A Theory of Corporate Joint Ventures,
106 Calif. L. Rev. 1437
In a corporate joint venture, two corporations—often competitors—collaborate on a project. But how can corporations be partners and competitors at the same time? Though it sounds like a contradiction, such collaborations are commonplace. Many of the most familiar products come from corporate joint ventures, from high-technology like solid-state drives for laptops or rocket boosters for NASA’s Discovery program, to everyday items like Star Wars action figures and even Shredded Wheat cereal. Indeed, Meinhard v. Salmon, arguably the most celebrated case in all of business law, arose out of a dispute within a joint venture. Yet unlike more familiar business forms such as corporations or LLCs, neither case law nor statute provides a clear statement of what a joint venture is or even which laws apply. Given this confusion, it is not surprising that the literature has not produced a unified theory of the corporate joint venture: a coherent statement of both what it is as a matter of law and how it functions.

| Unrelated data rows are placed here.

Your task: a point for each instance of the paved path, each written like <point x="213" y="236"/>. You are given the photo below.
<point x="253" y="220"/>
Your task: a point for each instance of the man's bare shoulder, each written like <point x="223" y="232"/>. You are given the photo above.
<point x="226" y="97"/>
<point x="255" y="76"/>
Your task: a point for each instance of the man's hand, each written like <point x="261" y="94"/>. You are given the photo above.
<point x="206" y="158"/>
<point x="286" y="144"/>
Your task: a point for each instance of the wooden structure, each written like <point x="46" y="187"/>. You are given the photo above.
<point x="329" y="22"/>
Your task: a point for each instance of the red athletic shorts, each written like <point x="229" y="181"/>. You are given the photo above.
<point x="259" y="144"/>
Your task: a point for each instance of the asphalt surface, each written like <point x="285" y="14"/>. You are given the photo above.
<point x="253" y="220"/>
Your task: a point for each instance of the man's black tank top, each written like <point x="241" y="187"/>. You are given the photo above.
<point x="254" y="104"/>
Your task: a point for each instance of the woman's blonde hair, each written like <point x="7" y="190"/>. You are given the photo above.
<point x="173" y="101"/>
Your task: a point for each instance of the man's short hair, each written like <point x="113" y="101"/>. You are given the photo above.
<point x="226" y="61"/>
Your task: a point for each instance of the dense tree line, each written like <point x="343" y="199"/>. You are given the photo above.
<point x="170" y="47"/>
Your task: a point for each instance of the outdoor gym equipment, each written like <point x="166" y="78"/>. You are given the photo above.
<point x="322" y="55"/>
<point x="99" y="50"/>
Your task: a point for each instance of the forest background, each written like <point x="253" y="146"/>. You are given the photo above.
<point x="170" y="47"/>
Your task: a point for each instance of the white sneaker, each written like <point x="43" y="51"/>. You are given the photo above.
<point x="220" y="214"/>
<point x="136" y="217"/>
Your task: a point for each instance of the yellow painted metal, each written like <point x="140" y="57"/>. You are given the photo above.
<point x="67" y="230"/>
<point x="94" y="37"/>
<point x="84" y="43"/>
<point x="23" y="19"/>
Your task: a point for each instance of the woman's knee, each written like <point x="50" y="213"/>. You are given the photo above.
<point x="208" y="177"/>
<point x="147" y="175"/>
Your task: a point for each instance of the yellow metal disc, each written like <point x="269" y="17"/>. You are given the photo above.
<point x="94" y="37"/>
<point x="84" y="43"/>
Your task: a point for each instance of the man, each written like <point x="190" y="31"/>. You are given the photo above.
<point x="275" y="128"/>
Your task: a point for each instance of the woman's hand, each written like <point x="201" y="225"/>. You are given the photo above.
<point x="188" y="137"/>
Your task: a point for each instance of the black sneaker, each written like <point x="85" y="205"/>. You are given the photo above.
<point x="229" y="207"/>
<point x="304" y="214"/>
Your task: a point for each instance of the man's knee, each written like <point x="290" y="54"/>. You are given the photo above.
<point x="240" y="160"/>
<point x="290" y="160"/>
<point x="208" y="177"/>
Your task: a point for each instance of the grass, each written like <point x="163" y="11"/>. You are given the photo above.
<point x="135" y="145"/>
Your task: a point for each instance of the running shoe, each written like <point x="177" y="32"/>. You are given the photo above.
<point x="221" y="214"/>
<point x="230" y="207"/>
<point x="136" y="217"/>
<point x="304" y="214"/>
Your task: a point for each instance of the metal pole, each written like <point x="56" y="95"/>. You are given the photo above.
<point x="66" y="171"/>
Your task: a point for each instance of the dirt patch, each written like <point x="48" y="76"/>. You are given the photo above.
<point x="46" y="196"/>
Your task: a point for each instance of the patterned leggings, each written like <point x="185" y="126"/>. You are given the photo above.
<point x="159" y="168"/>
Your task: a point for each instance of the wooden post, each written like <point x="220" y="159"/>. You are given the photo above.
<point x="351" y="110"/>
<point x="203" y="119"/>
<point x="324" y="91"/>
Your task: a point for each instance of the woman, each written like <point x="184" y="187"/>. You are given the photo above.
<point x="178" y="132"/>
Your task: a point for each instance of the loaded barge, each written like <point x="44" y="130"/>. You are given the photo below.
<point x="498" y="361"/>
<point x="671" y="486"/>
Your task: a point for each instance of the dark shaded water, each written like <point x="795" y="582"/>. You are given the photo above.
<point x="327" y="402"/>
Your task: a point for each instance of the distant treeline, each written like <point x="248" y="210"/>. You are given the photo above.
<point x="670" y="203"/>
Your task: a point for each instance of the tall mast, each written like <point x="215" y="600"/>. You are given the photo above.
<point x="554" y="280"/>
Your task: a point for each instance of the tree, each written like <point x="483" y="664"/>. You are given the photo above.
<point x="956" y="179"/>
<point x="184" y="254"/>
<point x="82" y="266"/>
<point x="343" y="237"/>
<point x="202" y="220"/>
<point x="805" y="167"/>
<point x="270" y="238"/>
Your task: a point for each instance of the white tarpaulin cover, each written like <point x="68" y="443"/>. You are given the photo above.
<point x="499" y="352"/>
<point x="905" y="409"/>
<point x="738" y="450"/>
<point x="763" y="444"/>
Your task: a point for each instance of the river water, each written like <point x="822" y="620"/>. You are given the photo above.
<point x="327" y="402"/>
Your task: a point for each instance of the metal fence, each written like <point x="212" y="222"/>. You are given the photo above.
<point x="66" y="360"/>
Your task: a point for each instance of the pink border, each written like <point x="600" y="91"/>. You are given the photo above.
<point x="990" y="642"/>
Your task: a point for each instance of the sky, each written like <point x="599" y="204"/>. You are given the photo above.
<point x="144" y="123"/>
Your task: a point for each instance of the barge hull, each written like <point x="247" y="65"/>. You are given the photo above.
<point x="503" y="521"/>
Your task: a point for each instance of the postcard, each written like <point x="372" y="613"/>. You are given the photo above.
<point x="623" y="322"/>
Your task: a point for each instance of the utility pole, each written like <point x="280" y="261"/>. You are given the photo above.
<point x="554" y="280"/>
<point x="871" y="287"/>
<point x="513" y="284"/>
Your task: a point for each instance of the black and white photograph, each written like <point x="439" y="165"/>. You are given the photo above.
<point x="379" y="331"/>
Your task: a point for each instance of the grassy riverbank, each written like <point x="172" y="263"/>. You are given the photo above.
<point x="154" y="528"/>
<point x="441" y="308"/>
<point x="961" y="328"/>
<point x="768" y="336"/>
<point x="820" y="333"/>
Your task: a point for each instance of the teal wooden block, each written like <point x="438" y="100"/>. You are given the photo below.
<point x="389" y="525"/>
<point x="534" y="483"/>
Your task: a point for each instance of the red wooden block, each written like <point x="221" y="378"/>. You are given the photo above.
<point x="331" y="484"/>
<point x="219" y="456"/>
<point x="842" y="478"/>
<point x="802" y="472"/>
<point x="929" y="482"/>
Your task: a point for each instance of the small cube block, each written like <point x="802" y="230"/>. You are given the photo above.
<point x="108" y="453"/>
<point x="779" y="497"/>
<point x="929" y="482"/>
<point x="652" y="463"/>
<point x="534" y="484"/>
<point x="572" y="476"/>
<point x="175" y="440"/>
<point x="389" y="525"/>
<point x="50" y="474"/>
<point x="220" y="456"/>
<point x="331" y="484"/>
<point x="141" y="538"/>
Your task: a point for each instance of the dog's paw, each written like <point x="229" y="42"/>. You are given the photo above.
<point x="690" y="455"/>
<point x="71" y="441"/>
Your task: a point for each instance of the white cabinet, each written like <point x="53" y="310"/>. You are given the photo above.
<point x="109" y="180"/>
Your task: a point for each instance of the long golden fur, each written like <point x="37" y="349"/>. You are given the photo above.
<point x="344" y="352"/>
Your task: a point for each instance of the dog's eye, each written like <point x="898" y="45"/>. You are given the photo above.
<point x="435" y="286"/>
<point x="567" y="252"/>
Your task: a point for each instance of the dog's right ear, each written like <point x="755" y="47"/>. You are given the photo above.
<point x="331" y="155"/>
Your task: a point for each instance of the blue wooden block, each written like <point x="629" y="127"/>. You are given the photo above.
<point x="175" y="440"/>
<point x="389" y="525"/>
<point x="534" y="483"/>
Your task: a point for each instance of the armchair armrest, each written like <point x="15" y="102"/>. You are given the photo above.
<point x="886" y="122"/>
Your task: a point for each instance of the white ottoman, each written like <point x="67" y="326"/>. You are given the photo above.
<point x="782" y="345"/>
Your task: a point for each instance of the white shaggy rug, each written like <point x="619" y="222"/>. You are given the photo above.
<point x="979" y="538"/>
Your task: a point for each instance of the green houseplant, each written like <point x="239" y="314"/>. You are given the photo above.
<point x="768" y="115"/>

This Article offers a theory of the corporate joint venture. It traces the development of joint venture law and practice from its origins in 19th-century American case law to the present. The central claim is that at the heart of joint venture law and practice, there is a singular legal problem: the foundational fiduciary duty that applies to all business forms—the duty of loyalty—is inherently contradictory within the context of a joint venture. The contradiction arises because the law has effectively treated joint ventures as partnerships whose members happen to be corporations. This formulation is contradictory because partnership law requires each corporation to be loyal to the other, while corporate law requires each agent to be loyal only to her own corporation. Thus, joint venture law both requires and prohibits a division of loyalty.

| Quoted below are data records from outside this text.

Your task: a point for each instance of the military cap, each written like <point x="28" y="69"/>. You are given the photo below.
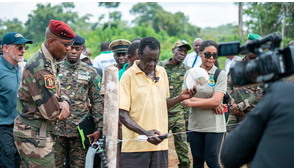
<point x="14" y="38"/>
<point x="253" y="36"/>
<point x="181" y="43"/>
<point x="78" y="40"/>
<point x="61" y="29"/>
<point x="120" y="45"/>
<point x="82" y="56"/>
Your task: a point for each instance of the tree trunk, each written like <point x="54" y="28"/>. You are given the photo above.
<point x="240" y="19"/>
<point x="111" y="97"/>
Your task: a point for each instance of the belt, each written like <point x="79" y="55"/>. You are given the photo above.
<point x="43" y="127"/>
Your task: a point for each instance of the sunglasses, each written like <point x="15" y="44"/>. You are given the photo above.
<point x="20" y="47"/>
<point x="76" y="48"/>
<point x="208" y="55"/>
<point x="65" y="44"/>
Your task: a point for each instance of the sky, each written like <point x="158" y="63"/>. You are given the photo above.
<point x="201" y="14"/>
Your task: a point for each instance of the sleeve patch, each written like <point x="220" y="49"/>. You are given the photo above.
<point x="49" y="81"/>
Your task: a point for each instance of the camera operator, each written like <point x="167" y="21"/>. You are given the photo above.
<point x="266" y="136"/>
<point x="244" y="98"/>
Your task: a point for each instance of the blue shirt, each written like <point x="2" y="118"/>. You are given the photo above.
<point x="9" y="83"/>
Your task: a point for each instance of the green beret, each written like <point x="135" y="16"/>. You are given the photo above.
<point x="253" y="36"/>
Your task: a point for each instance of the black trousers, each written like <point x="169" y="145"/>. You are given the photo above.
<point x="205" y="147"/>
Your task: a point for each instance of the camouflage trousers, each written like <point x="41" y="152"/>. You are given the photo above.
<point x="71" y="146"/>
<point x="177" y="124"/>
<point x="232" y="122"/>
<point x="26" y="140"/>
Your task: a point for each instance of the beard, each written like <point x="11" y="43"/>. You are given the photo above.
<point x="17" y="58"/>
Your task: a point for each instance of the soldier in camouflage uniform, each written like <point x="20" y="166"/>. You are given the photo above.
<point x="177" y="114"/>
<point x="245" y="98"/>
<point x="41" y="100"/>
<point x="82" y="83"/>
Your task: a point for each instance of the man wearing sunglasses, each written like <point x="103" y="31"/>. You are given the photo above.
<point x="42" y="101"/>
<point x="13" y="45"/>
<point x="82" y="82"/>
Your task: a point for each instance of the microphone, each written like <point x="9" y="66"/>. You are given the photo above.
<point x="156" y="79"/>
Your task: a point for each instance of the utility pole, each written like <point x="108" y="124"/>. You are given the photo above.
<point x="111" y="106"/>
<point x="240" y="19"/>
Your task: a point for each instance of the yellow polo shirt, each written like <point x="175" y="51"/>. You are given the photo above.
<point x="145" y="100"/>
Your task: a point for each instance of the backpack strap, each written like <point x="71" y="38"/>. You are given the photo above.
<point x="217" y="72"/>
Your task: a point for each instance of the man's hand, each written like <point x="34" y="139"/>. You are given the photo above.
<point x="186" y="124"/>
<point x="188" y="93"/>
<point x="236" y="111"/>
<point x="96" y="136"/>
<point x="64" y="110"/>
<point x="186" y="103"/>
<point x="219" y="109"/>
<point x="153" y="139"/>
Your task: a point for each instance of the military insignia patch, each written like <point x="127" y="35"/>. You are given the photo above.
<point x="211" y="81"/>
<point x="49" y="81"/>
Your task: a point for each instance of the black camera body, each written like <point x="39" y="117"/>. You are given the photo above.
<point x="272" y="62"/>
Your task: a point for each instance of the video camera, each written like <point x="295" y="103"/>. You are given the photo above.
<point x="271" y="64"/>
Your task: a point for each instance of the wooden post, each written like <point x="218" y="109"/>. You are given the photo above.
<point x="111" y="97"/>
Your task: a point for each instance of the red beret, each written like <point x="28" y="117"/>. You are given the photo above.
<point x="61" y="29"/>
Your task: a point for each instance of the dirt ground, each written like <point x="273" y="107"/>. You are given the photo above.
<point x="173" y="159"/>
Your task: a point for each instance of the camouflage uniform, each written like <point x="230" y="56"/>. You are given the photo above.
<point x="177" y="113"/>
<point x="82" y="83"/>
<point x="245" y="97"/>
<point x="38" y="105"/>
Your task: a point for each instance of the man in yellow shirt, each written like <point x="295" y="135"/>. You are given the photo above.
<point x="143" y="104"/>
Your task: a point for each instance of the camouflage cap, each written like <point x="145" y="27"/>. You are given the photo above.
<point x="253" y="36"/>
<point x="120" y="45"/>
<point x="61" y="29"/>
<point x="181" y="43"/>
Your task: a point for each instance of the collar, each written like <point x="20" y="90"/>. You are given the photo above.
<point x="67" y="64"/>
<point x="47" y="53"/>
<point x="124" y="66"/>
<point x="8" y="64"/>
<point x="106" y="52"/>
<point x="212" y="70"/>
<point x="137" y="70"/>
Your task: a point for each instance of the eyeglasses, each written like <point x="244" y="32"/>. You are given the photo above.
<point x="20" y="47"/>
<point x="65" y="44"/>
<point x="76" y="48"/>
<point x="208" y="55"/>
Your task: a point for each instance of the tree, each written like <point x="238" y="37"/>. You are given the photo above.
<point x="109" y="5"/>
<point x="269" y="17"/>
<point x="153" y="15"/>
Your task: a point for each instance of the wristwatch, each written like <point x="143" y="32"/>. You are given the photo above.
<point x="65" y="99"/>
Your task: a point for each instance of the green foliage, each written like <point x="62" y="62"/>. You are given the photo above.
<point x="152" y="20"/>
<point x="153" y="15"/>
<point x="269" y="17"/>
<point x="109" y="4"/>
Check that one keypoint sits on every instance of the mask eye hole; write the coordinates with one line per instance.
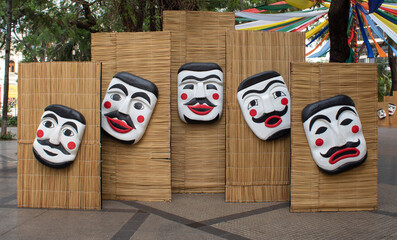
(278, 94)
(252, 104)
(115, 97)
(189, 86)
(321, 130)
(347, 121)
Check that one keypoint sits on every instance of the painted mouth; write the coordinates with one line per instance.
(273, 121)
(200, 109)
(119, 126)
(343, 153)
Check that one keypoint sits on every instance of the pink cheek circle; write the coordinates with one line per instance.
(71, 145)
(141, 119)
(40, 133)
(107, 104)
(355, 129)
(284, 101)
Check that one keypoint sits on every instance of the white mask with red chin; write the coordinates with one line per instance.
(265, 104)
(334, 133)
(200, 92)
(128, 106)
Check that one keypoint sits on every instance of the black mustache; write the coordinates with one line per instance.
(121, 116)
(335, 149)
(60, 147)
(265, 116)
(200, 101)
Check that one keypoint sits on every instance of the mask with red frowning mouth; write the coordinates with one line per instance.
(200, 92)
(334, 133)
(127, 107)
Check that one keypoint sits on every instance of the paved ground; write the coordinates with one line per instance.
(200, 216)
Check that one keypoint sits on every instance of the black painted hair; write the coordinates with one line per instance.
(66, 112)
(138, 82)
(257, 78)
(314, 108)
(199, 67)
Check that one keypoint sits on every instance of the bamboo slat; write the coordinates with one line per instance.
(76, 85)
(141, 171)
(311, 189)
(198, 151)
(256, 170)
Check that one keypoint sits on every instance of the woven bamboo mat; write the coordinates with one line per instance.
(141, 171)
(77, 86)
(257, 170)
(311, 189)
(198, 151)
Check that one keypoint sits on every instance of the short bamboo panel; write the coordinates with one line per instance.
(141, 171)
(257, 170)
(76, 85)
(198, 150)
(311, 189)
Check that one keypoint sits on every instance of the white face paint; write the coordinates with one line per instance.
(392, 109)
(58, 138)
(200, 95)
(265, 105)
(335, 138)
(126, 110)
(381, 113)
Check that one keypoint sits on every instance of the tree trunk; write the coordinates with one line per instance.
(6, 69)
(338, 22)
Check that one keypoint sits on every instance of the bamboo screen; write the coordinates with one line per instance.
(198, 151)
(311, 189)
(389, 121)
(77, 86)
(141, 171)
(257, 170)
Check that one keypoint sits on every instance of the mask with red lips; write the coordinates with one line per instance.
(200, 92)
(334, 133)
(264, 102)
(127, 107)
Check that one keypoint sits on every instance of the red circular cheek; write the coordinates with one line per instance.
(141, 119)
(355, 129)
(71, 145)
(40, 133)
(107, 104)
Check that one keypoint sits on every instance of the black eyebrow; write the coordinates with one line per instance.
(72, 124)
(50, 115)
(264, 90)
(201, 79)
(342, 109)
(121, 87)
(142, 95)
(315, 118)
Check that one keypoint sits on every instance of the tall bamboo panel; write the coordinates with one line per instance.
(198, 151)
(141, 171)
(77, 86)
(311, 189)
(257, 170)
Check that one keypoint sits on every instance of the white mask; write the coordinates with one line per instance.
(334, 133)
(59, 136)
(127, 107)
(265, 103)
(200, 92)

The Article first shows how this inherent conflict was a latent motivation behind the path of early case law, as well as how case law subsequently obfuscated the conflict and left a legacy of confusion. It then uses economic theories of business organization and contract law to explain how the joint venture forms we observe today resolve this conflict through a hybrid corporate-contract form. Finally, it demonstrates empirically how the modern contractual solution has engendered a new set of fiduciary problems via networks of joint venture connections across corporations in an industry. The Article concludes by offering policy prescriptions to tackle these problems and clarify the law of joint ventures.